Comics leave the bouncing of the ball to your mind, and in a sense it’s the job of the writer/artist to program you properly so that you fill the in-betweens in a meaningful fashion. Related to this is the idea of allowing the spaces to exist, such as Sara Ryan discusses in her post on getting a robot to make a sandwich and how that applies to comics writing.
If you haven’t ever heard of the robot making a sandwich thing (and don’t want to check out her blog), the gist is an old thinkpiece where you’re supposed to instruct a robot to make you a sandwich. This robot has no AI to speak of and no knowledge other than that you provide to it, so the command “Make me a sandwich” is not going to work. Even going step-by-step through the whole process, people tend to omit certain things they take for granted, like how you would spread mayonnaise with the knife. Also did you tell it what type of knife, and where the knife is, and which end of the knife to use? As you’re probably getting the idea, the situation is a teaching tool for beginning programmers and the like on how you need to list out all necessary steps for an operation to run correctly and not assume anything is just “common knowledge” or “common sense”.
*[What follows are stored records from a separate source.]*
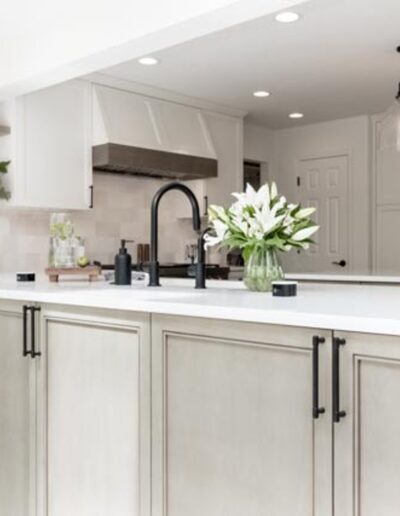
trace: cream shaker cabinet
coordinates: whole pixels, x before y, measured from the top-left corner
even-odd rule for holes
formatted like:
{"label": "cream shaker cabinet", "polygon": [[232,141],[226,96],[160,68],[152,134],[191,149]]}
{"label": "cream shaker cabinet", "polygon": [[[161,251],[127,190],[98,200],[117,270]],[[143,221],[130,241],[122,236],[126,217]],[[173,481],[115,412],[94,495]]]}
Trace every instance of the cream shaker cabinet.
{"label": "cream shaker cabinet", "polygon": [[1,303],[0,457],[2,515],[150,516],[149,316]]}
{"label": "cream shaker cabinet", "polygon": [[335,514],[398,516],[400,339],[340,332],[335,340]]}
{"label": "cream shaker cabinet", "polygon": [[149,317],[44,307],[38,516],[149,516]]}
{"label": "cream shaker cabinet", "polygon": [[0,161],[10,160],[4,205],[87,209],[92,203],[92,86],[58,84],[0,104]]}
{"label": "cream shaker cabinet", "polygon": [[36,362],[28,316],[21,303],[0,302],[0,514],[7,516],[35,514]]}
{"label": "cream shaker cabinet", "polygon": [[153,318],[153,516],[332,514],[329,336]]}
{"label": "cream shaker cabinet", "polygon": [[0,514],[397,516],[400,339],[0,302]]}

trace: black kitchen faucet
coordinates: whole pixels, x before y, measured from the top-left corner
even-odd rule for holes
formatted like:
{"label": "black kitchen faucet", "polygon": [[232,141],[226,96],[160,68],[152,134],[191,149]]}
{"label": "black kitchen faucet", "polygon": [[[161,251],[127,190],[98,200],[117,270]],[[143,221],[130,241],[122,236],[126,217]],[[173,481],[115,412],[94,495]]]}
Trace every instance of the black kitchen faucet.
{"label": "black kitchen faucet", "polygon": [[204,234],[201,231],[200,208],[197,199],[190,188],[182,183],[168,183],[162,186],[154,195],[151,203],[151,249],[150,249],[150,263],[149,287],[160,286],[160,264],[158,262],[158,207],[161,198],[170,190],[179,190],[184,193],[192,205],[192,219],[193,229],[198,234],[198,258],[195,264],[195,288],[206,288],[206,274],[205,274],[205,252],[204,252]]}

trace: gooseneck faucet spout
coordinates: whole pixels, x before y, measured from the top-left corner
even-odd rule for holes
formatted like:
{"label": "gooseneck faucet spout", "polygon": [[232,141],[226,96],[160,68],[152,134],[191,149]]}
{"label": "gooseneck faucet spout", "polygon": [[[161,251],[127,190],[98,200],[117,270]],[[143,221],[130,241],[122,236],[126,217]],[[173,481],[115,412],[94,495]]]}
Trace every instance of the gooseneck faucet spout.
{"label": "gooseneck faucet spout", "polygon": [[186,185],[182,183],[174,182],[162,186],[157,191],[151,203],[151,249],[149,264],[149,287],[160,286],[160,264],[158,262],[158,208],[162,197],[170,190],[179,190],[180,192],[186,195],[186,197],[190,201],[190,204],[192,205],[193,229],[197,233],[199,233],[201,228],[199,203],[197,202],[197,199],[190,188],[188,188]]}

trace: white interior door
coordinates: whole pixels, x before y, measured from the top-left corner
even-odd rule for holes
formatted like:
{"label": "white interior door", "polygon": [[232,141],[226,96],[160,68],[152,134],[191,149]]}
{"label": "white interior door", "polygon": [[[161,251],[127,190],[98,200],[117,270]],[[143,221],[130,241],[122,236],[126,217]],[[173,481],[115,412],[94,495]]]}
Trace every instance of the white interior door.
{"label": "white interior door", "polygon": [[320,229],[313,237],[315,245],[292,253],[290,272],[348,271],[347,177],[347,156],[299,161],[298,201],[317,209],[313,217]]}

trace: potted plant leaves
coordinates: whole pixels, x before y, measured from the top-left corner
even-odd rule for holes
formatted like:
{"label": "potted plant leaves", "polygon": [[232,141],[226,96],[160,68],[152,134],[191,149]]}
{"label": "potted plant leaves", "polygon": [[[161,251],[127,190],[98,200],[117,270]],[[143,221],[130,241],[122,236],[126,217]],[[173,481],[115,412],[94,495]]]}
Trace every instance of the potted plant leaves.
{"label": "potted plant leaves", "polygon": [[3,184],[3,174],[7,174],[9,161],[0,161],[0,199],[5,199],[8,201],[11,197],[11,193],[7,190],[7,188]]}

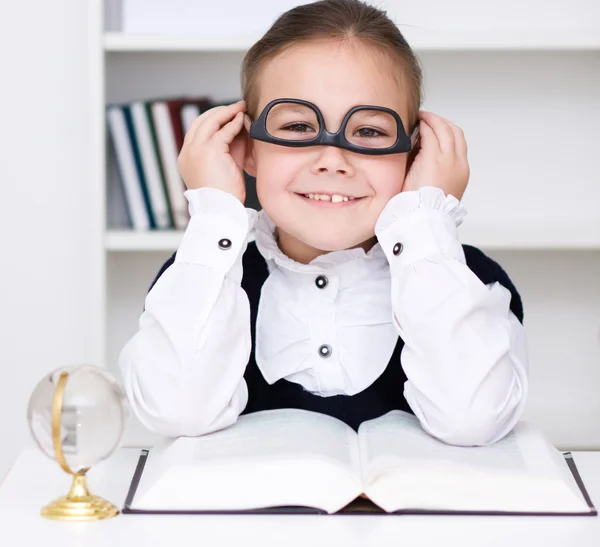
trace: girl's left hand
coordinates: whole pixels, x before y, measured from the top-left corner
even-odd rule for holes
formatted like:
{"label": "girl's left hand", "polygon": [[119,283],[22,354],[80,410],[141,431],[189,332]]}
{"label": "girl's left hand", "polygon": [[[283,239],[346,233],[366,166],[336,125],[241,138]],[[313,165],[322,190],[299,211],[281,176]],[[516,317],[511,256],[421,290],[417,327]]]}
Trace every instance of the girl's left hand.
{"label": "girl's left hand", "polygon": [[421,149],[414,157],[400,191],[435,186],[446,195],[462,199],[470,175],[462,129],[433,112],[420,110],[419,120]]}

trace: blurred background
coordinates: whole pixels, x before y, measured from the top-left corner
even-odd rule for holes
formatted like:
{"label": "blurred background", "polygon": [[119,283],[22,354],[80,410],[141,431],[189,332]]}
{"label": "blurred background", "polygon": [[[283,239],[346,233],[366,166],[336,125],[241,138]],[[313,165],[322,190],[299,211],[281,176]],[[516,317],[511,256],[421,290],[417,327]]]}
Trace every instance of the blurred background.
{"label": "blurred background", "polygon": [[[2,0],[0,481],[45,373],[118,374],[187,222],[182,134],[240,97],[244,51],[299,3]],[[460,237],[521,293],[525,418],[559,448],[600,448],[600,2],[376,5],[423,63],[423,108],[465,132]],[[125,444],[154,440],[133,421]]]}

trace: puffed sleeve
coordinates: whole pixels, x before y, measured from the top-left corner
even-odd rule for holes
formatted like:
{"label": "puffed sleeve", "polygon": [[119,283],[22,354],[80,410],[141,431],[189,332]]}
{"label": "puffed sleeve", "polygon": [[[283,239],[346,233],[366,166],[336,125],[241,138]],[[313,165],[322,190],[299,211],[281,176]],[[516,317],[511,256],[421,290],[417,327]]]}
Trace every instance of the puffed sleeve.
{"label": "puffed sleeve", "polygon": [[521,298],[499,264],[463,246],[466,210],[441,189],[394,196],[376,235],[390,263],[393,323],[404,340],[404,396],[449,444],[486,445],[522,415],[528,350]]}
{"label": "puffed sleeve", "polygon": [[138,331],[119,355],[140,421],[167,436],[231,425],[244,409],[251,351],[242,255],[256,221],[234,196],[188,190],[190,221],[148,292]]}

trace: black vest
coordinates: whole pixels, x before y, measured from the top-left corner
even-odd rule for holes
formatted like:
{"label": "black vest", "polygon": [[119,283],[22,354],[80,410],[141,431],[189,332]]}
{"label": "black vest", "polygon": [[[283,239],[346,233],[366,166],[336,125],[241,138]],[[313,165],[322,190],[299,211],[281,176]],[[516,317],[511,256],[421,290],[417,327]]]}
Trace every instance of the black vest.
{"label": "black vest", "polygon": [[[463,245],[463,249],[467,266],[483,283],[489,284],[498,281],[511,292],[510,309],[519,321],[523,322],[523,307],[519,293],[500,265],[476,247]],[[163,264],[150,288],[173,264],[174,259],[175,254]],[[250,301],[252,348],[254,348],[260,292],[269,275],[267,263],[254,242],[248,244],[243,256],[243,269],[242,288],[246,291]],[[352,396],[334,395],[331,397],[314,395],[301,385],[289,382],[284,378],[269,385],[256,365],[253,349],[244,373],[244,379],[248,385],[248,404],[242,414],[275,408],[301,408],[328,414],[356,430],[362,422],[378,418],[390,410],[400,409],[412,413],[403,395],[406,382],[406,374],[400,363],[403,346],[404,341],[398,337],[388,366],[369,387]]]}

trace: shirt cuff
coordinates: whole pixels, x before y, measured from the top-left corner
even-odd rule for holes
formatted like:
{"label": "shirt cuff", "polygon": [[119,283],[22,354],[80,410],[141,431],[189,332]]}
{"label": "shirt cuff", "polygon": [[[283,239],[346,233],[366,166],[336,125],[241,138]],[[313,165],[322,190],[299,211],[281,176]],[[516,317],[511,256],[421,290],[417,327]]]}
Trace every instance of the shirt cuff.
{"label": "shirt cuff", "polygon": [[466,262],[457,233],[466,214],[458,199],[433,186],[390,199],[375,224],[375,235],[391,273],[435,254]]}
{"label": "shirt cuff", "polygon": [[246,250],[257,212],[216,188],[186,190],[190,220],[175,262],[202,264],[228,272]]}

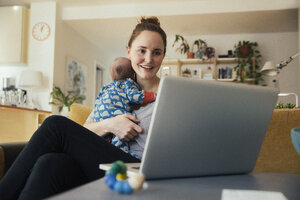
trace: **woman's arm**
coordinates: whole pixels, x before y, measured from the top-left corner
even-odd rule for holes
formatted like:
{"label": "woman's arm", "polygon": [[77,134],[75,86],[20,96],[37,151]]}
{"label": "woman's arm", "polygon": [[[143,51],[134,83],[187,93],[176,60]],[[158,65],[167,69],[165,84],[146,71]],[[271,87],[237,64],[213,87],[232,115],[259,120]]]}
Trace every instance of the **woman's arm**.
{"label": "woman's arm", "polygon": [[86,122],[83,126],[97,135],[113,133],[128,142],[142,132],[142,128],[135,122],[139,122],[135,116],[124,114],[100,122]]}

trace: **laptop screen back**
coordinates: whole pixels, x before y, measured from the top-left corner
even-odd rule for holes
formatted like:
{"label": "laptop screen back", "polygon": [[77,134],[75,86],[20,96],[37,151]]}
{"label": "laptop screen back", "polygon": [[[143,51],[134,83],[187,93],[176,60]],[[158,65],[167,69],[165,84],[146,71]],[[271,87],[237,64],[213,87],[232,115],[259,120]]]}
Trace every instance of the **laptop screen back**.
{"label": "laptop screen back", "polygon": [[162,79],[141,172],[147,179],[250,172],[277,93],[261,86]]}

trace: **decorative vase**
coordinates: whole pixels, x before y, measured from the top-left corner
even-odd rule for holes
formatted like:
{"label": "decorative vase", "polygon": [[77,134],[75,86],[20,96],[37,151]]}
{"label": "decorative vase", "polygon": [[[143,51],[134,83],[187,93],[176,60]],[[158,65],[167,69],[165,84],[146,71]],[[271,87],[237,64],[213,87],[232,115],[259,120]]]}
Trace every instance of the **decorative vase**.
{"label": "decorative vase", "polygon": [[187,52],[186,53],[186,55],[187,55],[187,58],[194,58],[195,57],[195,53],[194,52]]}
{"label": "decorative vase", "polygon": [[199,59],[203,58],[203,52],[200,49],[198,49],[198,51],[196,51],[195,57]]}
{"label": "decorative vase", "polygon": [[62,110],[60,111],[60,115],[65,116],[65,117],[69,117],[70,116],[69,108],[67,106],[64,106],[62,108]]}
Now in her blog Ryan is using this to bring up the pitfall of newbie comics writers trying to show more than one action in the same panel. Your artist will understandably want to throttle you if your panel description were to say “Bill gets a knife out of the drawer, dips it in the mayonnaise and begins spreading it on his sandwich”. Similarly she talks about the pitfall of having a character display two wildly different emotions in the same panel, although that’s a case where we have deliberately cheated in the past, to what I think is fun effect. It’s good to know the rules, but following them all the time without exception can get pretty boring.
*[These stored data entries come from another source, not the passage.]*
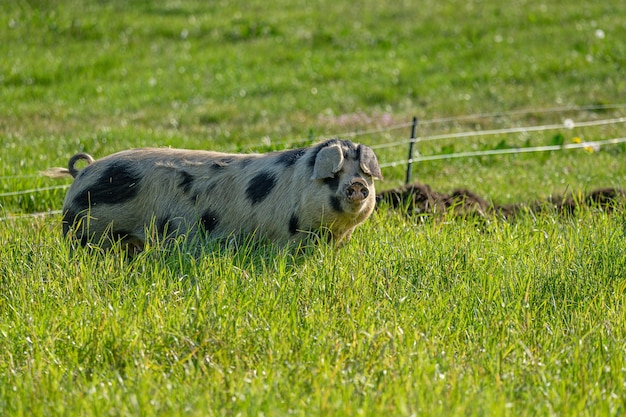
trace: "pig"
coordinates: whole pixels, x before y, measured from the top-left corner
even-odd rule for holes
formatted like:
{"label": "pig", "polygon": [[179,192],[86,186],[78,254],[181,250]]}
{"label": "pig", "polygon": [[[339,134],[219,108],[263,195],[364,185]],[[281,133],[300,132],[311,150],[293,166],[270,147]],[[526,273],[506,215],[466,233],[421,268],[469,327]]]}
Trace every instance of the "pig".
{"label": "pig", "polygon": [[[85,161],[82,169],[75,167]],[[99,160],[74,155],[63,234],[141,251],[150,237],[299,244],[321,230],[338,245],[374,210],[374,151],[349,140],[265,154],[143,148]]]}

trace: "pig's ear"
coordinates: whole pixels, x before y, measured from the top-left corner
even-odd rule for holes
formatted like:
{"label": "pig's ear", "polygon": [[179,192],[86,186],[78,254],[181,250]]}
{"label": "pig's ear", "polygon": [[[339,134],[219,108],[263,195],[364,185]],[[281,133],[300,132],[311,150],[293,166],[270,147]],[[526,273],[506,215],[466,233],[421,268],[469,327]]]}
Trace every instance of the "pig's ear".
{"label": "pig's ear", "polygon": [[343,166],[343,151],[339,145],[330,145],[320,149],[313,166],[314,180],[332,178]]}
{"label": "pig's ear", "polygon": [[380,172],[380,165],[378,165],[378,158],[376,158],[376,154],[367,146],[360,145],[361,152],[359,157],[359,164],[361,165],[361,169],[366,174],[370,174],[372,177],[377,180],[383,179],[383,174]]}

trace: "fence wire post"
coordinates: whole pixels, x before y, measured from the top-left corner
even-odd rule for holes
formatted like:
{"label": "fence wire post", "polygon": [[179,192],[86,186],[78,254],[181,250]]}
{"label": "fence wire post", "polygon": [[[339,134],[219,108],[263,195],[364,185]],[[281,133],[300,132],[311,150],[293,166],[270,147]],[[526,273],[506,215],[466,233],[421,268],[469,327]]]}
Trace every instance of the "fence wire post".
{"label": "fence wire post", "polygon": [[411,182],[411,171],[413,168],[413,146],[415,145],[415,131],[417,130],[417,117],[413,117],[413,124],[411,125],[411,141],[409,142],[409,160],[406,166],[406,179],[405,184]]}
Anyhow, I don’t intend to retread her ground, I wanted to instead focus on the fact that humans aren’t robots and the successful comics creator is going to take full advantage of not having to show and explain every little step. Instead, it’s all about picking out the most important moment from an imagined series of them. I seem to recall McCloud using the example of someone getting into a car, and offering up several possibilities of showing them approaching the car, getting out their keys, opening the lock, opening the door, etc. etc. until they finally drive away. Even in a motion picture this sequence has the potential to be excrucriatingly irrelevant to the story, but McCloud aptly displays the insane waste of space it becomes in comics form (unless your story is all about mundane minutiae, I suppose).
So assuming the panel needs to be there at all, which moment is most important to the story? If the person forgot or lost their keys, the artist might best be served capturing them at the moment they are standing at the car door, fumbling in their pocket or purse. If it’s all about transition between areas, capture them as they’re climbing behind the wheel. The audience will fill in the rest, but they’ll have that “snapshot” to mold their perceptions around.
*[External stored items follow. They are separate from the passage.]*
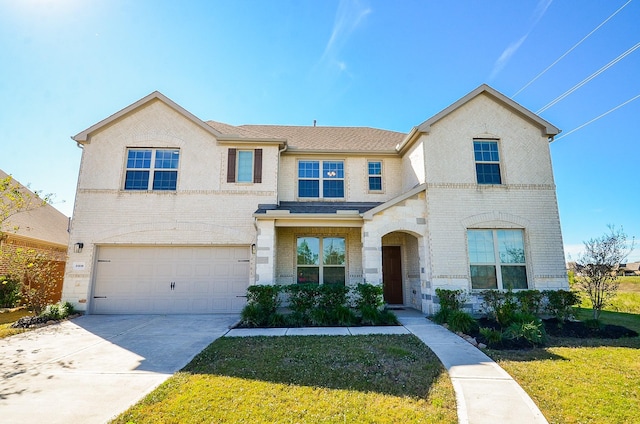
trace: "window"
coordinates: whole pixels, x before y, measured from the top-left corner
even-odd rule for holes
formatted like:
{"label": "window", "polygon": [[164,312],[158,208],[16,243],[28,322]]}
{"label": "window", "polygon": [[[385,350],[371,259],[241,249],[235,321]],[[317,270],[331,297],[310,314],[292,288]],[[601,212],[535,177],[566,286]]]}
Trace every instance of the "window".
{"label": "window", "polygon": [[298,284],[345,283],[344,237],[298,237]]}
{"label": "window", "polygon": [[526,289],[522,230],[467,230],[472,289]]}
{"label": "window", "polygon": [[382,191],[382,162],[369,161],[369,191]]}
{"label": "window", "polygon": [[129,149],[124,189],[175,190],[179,159],[178,149]]}
{"label": "window", "polygon": [[262,182],[262,149],[229,149],[227,157],[228,183]]}
{"label": "window", "polygon": [[[320,172],[320,170],[322,170],[322,172]],[[344,197],[344,162],[299,161],[298,197]]]}
{"label": "window", "polygon": [[493,140],[474,140],[473,154],[476,161],[478,184],[502,184],[498,142]]}

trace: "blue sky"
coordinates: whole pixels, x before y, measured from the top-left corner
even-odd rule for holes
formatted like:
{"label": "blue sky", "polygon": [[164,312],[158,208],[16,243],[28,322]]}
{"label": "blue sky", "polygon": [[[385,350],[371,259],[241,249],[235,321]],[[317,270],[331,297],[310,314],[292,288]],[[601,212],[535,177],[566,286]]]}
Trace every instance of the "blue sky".
{"label": "blue sky", "polygon": [[608,224],[640,237],[640,99],[573,131],[640,95],[638,22],[640,0],[0,0],[0,168],[71,215],[69,137],[154,90],[204,120],[401,132],[482,83],[534,112],[571,91],[540,115],[567,134],[575,258]]}

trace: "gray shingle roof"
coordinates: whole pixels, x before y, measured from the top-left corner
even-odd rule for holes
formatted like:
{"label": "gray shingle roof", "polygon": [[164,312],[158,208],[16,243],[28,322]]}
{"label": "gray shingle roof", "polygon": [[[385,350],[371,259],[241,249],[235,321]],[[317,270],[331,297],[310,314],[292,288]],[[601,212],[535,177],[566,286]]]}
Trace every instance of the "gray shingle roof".
{"label": "gray shingle roof", "polygon": [[268,210],[289,211],[292,214],[323,213],[334,214],[337,211],[358,211],[364,213],[381,205],[380,202],[280,202],[278,205],[260,205],[256,214]]}
{"label": "gray shingle roof", "polygon": [[207,124],[224,135],[284,138],[291,150],[392,152],[406,137],[404,133],[370,127]]}

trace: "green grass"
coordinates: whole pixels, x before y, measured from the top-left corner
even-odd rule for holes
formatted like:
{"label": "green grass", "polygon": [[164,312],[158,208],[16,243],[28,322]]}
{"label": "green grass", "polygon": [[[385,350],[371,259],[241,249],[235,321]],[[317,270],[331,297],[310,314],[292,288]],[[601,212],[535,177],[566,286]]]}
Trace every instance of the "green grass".
{"label": "green grass", "polygon": [[[619,277],[618,293],[604,308],[605,311],[640,314],[640,277]],[[591,301],[581,295],[580,307],[591,309]]]}
{"label": "green grass", "polygon": [[[579,309],[580,319],[591,317]],[[640,315],[604,311],[601,321],[640,333]],[[487,353],[550,423],[640,423],[640,337],[550,338],[548,347]]]}
{"label": "green grass", "polygon": [[33,315],[33,313],[26,309],[0,313],[0,339],[27,331],[25,328],[11,328],[11,324],[27,315]]}
{"label": "green grass", "polygon": [[399,336],[221,338],[115,423],[456,423],[451,381]]}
And for that matter, consider the matter of dialogue. If you took a comics image as a literal representation of life, people would be holding the same facial expressions and body poses for entire lengthy speeches. In the last panel of this page, Chuck is not leaned in towards the camera, frozen in place, for the all those words. How would he even enunciate properly without moving his mouth? The sandwich robot would not understand this, but a person hears Chuck’s voice in their head and imagines his mouth moving and his eyebrows waggling conspiratorially. What’s more, that little miracle happens without us even much thinking about it. We’re just wired that way, the same way we see people as excited and happy when we tell them we have a present for them rather than what they happen to look like in a freeze frame of that reaction.
Oh, the perils of the pause button. I mean, this is technically a legitimate moment of their reaction, something that literally happens and is gone again in the blink of an eye — but in a comic you’d be well advised to stay away from choosing it unless you want the audience molding their closure around “Holy crap is she stoned?”
You can’t and shouldn’t show the entire making of the sandwich. But choose wisely.